Suburbs: Northfield & Libertyville (847) 573-9236  
Fax (847) 549-5125  

Chicago:
(773) 755-7793  
Fax (773) 755-7792  

 

 

Insurance Questions

Insurance companies are complicated and all plans are different.  This information is intended to give you a good idea of how to find out what benefits are available to you in your health care plan.  Before you begin OT it is a good idea to ask your insurance carrier the following questions regarding you OT benefits. 

We have added a new section:  Understanding Insurance Terms

  1. Does my plan cover OT from an “out-of-network” provider?
    Amy Zier & Associates, Inc. does not participate in any health insurance plans and therefore any services rendered through us are considered “out-of-network” for your insurance. 
  2. If no, what percentage will they pay for out-of-network services?

  3. Is there a cap on OT benefits, monetary or number-of-sessions?
    A monetary cap on OT benefits refers to the maximum dollar amount per year that your insurance plan covers.  The number-of-sessions cap refers to the maximum number of individual sessions that your insurance will cover within the fiscal year. 


  4. Is an OT evaluation covered as part of my OT benefits?   Is it covered with an out-of-network provider?
    Some insurance companies will cover OT individual sessions but they do not cover the initial evaluation, or they will cover the evaluation but you need further documentation and more review to cover individual sessions.


  5. What do I need to provide the insurance company in order to take advantage of the OT benefit?
    Insurance companies often require a prescription for OT either from a physician, pediatrician, or other medical doctor.  A letter of medical necessity written by the occupational therapist and signed by a physician, pediatrician, or other medical doctor works much like a prescription.  Also, some insurance companies may  request the name, and state license number of the OT providing services.  Sometimes, not too often, the insurance company may also request copies of all medical records referring to the written evaluation report and daily treatment summaries.  


  6. What percentage of OT is covered by my insurance with an out-of-network provider?
    Insurance companies generally cover between 60-90% of the OT services provided by Amy Zier & Associates, Inc.   
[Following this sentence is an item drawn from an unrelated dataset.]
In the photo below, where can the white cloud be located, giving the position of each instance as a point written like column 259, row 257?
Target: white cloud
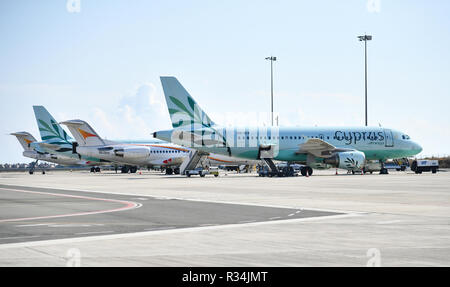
column 136, row 117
  7. What is my out-of-pocket max and what happens when I reach that dollar amount? 
    Most health plans have an out-of-pocket max per year and per person on the policy.  This refers to the total dollar amount that the insured is responsible for per year regarding covered services.  If your child's out-of-pocket max is $5,000 and you reach that dollar amount by receiving services covered through your health plan by paying co-pays, “patient responsibility”, etc., the insurance company will either cover services at 100% or have some other alternative when that $5,000 mark is met.

If you have further questions please contact Megan (e-mail). You may call her at (773)755-7791 or fax her at (773)755-7792.

Understanding Insurance Terms  

In Network Provider – Provider who is in (the insurance company's) network, in cahoots, with the insurance company.  Provider agrees to acceptable dollar amount per unit.  Provider agrees not to collect difference from family.  Insurance company tells clients about In Network Provider.  Insurance company controls provider.   

Out of Network Provider (AZ&A) – Insurance Company does not have an agreement with the provider. The provider does not have to do what insurance company says.  Provider does not have to satisfy the insurance company so it can focus on the customer.

Explanation of Benefits (EOB) – The explanation sent to insured and provider along with any payment describing the services charged, amount allowed, and payment amount.  This explanation also includes reasons why coverage is not given, deductible remaining, etc…

Usual and Customary - The dollar amount that the insurance considers the norm, per unit , for the surrounding/local area. 

Allowable Amount – Amount, per unit , that the insurance will allow for coverage.  

Deductible – Amount for which the insured is responsible to receive coverage.

Co-Pay/Co-Insurance – Insured responsibility after deductible is paid.  Co-Pay/Co-Insurance generally runs between 60-90%.

Out-of-Pocket-Max – The total dollar amount for which the insured is responsible per year for covered services.  Each insured member of plan has an out of pocket max. 

Monetary Cap on Services – The maximum dollar amount that insurance will pay per year for specific services.

Number-of-Sessions Cap - The maximum number of sessions that allowed by insurance within the fiscal year.  Insurance will not allow coverage for any treatment session after the Number-of-Sessions Cap has been met.  This does not mean services need to cease, however family is responsible for 100% of the cost. 

Appeal – Process of appealing the judgment regarding services.  Used to get higher Monetary Cap on Services, and or Number-of-Sessions Cap.